Programmatisch von Lenin bis Taylor Swift
Das Gespenst der Partei spukte auch durch das Programm des Kongresses. Das zeigten Veranstaltungen wie „Die LINKE nach der Wahl – auf zu einer neuen Stärke.“ Aber auch davon abgesehen war der Zeitplan vielfältig und prall gefüllt. Die größte Schwierigkeit des Wochenendes war für die meisten Teilnehmenden die Qual der Wahl. Die thematischen Schwerpunkte der Vorträge und Workshops umfassten unter anderem Gewerkschaftsarbeit, Partei, Geopolitik, Faschismus und Imperialismus. Die spezifischen Inhalte reichten von Lenin bis Neomaterialismus, von Organizing bis IT-Sicherheit, von Rojava bis Taylor Swift. Auch zeichnete sich schnell ein von emotionalen Schwankungen geprägtes Gemüt bei einigen Teilnehmer*innen ab: Auf Resignation über die globalen Verhältnisse konnte hier plötzlich ein enthusiastischer Optimismus folgen. Wer will nicht mit einer Veranstaltung mit dem Titel „So schön wird der Sozialismus“ den Tag ausklingen oder sich von Berichten über die utopieähnlichen Gesellschaftsentwürfe in Rojava begeistern lassen?
Was sich bei all der Unterschiedlichkeit durch die verschiedenen Themen als roter Faden zog, war der Standpunkt von Marx21: gesellschaftliche Transformation von unten. In diesem Zusammenhang war auch die wiederholte Betonung von Bewusstseinsbildung in der Arbeiter*innenklasse auffällig.

Schwerpunkt Gewerkschaften
Der Kongress-Schwerpunkt zu Gewerkschaften verdeutlichte die Bedeutung des Aufbaus einer demokratischen Basis. Sowohl in einer einführenden Veranstaltung zu „ABC des Marxismus – Klassenkampf und Gewerkschaften“ als auch in einem anschließenden Panel mit Kolleg*innen von der Lufthansa, den öffentlichen Verkehrsmitteln und verschiedenen Krankenhäusern wurde die notwendige Erneuerung der Gewerkschaften akzentuiert. So wurde unter anderem darüber diskutiert, wie die Eingliederung der Beschäftigten in die Tarifverhandlungen geschafft werden kann. An anderer Stelle stand zur Debatte, wie sich die Beziehungen zum gewerkschaftlichen Hauptamt und zu Organizern, aber auch unter der Belegschaft selbst gestalten und gestalten lassen. Zentral waren dabei immer die Stichworte „Selbstermächtigung“, „Mitbestimmung“ und „Solidarität“. Der Eindruck eines zähen und nur schwer gewinnbar scheinenden Kampfes entstand. Doch Anekdoten, wie die Initiative von Kolleg*innen, die bis dahin keine Berührungspunkte miteinander hatten, sich aber im Zuge eines Streikes als Sicherheitskräfte zwischen Belegschaft und wütende Gäste stellten, schmückten das Bild mit Hoffnung.

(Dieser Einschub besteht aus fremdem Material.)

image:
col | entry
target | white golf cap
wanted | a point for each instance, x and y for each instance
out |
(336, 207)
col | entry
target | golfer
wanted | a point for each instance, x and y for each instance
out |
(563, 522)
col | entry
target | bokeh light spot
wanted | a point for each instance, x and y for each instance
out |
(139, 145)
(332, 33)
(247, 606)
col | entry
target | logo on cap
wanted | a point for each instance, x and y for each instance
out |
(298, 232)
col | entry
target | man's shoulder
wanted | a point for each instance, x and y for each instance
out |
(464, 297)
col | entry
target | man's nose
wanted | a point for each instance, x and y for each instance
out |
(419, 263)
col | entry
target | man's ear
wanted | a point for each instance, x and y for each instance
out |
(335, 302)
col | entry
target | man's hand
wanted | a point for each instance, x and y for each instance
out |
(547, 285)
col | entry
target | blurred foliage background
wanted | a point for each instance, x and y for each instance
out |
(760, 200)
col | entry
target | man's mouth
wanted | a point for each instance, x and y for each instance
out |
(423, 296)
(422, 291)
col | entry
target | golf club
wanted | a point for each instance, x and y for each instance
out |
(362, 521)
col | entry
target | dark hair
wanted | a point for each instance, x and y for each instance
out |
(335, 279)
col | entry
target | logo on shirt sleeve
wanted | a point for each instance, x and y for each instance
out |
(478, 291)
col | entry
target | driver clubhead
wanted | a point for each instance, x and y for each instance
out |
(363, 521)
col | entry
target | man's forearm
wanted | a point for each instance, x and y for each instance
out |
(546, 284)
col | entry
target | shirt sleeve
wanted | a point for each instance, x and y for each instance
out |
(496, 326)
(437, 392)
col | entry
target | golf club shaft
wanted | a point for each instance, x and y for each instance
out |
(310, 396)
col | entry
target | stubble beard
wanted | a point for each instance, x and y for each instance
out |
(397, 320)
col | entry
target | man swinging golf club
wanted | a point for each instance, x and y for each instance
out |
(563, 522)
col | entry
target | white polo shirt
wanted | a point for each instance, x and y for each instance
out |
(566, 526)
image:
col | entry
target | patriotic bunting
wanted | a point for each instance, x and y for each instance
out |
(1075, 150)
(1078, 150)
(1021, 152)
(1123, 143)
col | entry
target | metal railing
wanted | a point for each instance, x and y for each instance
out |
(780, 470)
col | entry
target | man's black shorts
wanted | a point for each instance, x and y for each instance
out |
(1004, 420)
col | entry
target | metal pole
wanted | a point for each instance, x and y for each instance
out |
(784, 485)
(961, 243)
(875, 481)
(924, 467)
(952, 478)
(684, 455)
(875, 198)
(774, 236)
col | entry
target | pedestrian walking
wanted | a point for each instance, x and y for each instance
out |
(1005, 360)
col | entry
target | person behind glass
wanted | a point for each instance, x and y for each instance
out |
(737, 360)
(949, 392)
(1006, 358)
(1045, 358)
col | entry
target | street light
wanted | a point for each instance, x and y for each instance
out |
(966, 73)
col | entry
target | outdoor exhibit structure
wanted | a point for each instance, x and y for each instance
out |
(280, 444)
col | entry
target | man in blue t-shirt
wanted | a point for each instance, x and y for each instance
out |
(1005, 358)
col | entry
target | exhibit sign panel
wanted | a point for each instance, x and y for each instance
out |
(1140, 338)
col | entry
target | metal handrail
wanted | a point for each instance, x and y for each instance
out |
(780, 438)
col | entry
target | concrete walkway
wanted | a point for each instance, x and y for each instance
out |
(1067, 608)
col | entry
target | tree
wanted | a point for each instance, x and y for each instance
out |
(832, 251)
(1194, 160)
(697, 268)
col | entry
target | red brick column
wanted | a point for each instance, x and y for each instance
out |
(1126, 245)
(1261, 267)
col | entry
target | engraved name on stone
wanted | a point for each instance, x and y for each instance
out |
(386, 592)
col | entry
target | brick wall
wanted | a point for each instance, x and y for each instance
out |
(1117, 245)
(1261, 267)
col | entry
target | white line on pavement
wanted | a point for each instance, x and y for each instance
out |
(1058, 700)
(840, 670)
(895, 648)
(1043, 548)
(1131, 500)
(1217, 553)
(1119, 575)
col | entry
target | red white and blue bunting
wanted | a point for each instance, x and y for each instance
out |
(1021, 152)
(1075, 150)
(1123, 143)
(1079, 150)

Sinn und Zweck zwischen Theorie und Praxis
Auf die Frage nach dem Sinn und Zweck eines solchen Kongresses findet sich sicherlich keine direkte Antwort. Das wiederholt erwähnte Ziel von Marx21 scheint ein sehr praxisorientiertes zu sein. Zentral sei, die politische Lage als Ausgangspunkt zu verstehen, um sie verändern zu können. Es gehe um Strategie, um Organisation und um das Aufzeigen alternativer Gesellschaftsentwürfe. Der relativ partizipative Ansatz der Veranstaltungen selbst spiegelte diesen gestalterischen Anspruch zuweilen wider. Die Inputs wurden möglichst kurzgehalten. Der Fokus lag auf den anschließenden Murmelrunden und Diskussionen. Der Anspruch dialogischer Bildung wurde oftmals in Bezug auf Arbeiter*innenorganisation erwähnt. Bei persönlichen Gesprächen ergab sich trotzdem die Frage, inwiefern dieser Forderung gerecht werden konnte. Gerade wenn man auf das Grundprinzip der gegenseitigen Wissensanerkennung fokussiert, blieb der Versuch, innerhalb des formatbedingten Rahmens Hierarchien zwischen Sprecher_innenpositionen abzubauen, unvollendet.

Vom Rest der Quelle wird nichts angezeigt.